/sys/devices/system/cpu/online not container aware #301

ilhaan · 2019-08-21T23:34:20Z

I have noticed that containers see all cores when I inspect /sys/devices/system/cpu/online, even though they have been restricted to a single core. /proc/cpuinfo seems to be reporting correctly.

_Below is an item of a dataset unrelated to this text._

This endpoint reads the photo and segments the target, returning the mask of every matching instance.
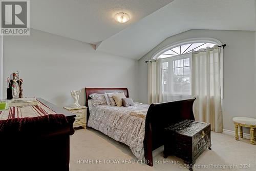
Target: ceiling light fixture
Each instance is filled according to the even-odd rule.
[[[115,20],[120,23],[124,23],[130,20],[129,15],[126,13],[119,12],[115,15]]]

For example, I have a container test:

root@server:~# lxc exec test -- grep -c "processor" /proc/cpuinfo 
1

Which is the expected output. However.

root@server:~# lxc exec test -- cat /sys/devices/system/cpu/online
0-55

I tested this using the following snap installed versions of LXD:

3.0.4 (from the 3.0/stable channel)
3.16 (from the 3.16/stable channel)

More info from my server:

root@server:~# lsb_release -a 
No LSB modules are available.
Distributor ID:	Ubuntu
Description:	Ubuntu 18.04.3 LTS
Release:	18.04
Codename:	bionic
root@server:~# uname -a 
Linux v45 4.15.0-58-generic #64-Ubuntu SMP Tue Aug 6 11:12:41 UTC 2019 x86_64 x86_64 x86_64 GNU/Linux
root@server:~# snap --version 
snap    2.40
snapd   2.40
series  16
ubuntu  18.04
kernel  4.15.0-58-generic

Seems like there was a merge in May 2019 to address this. The comments on this merge make it seem like this should be enabled by default.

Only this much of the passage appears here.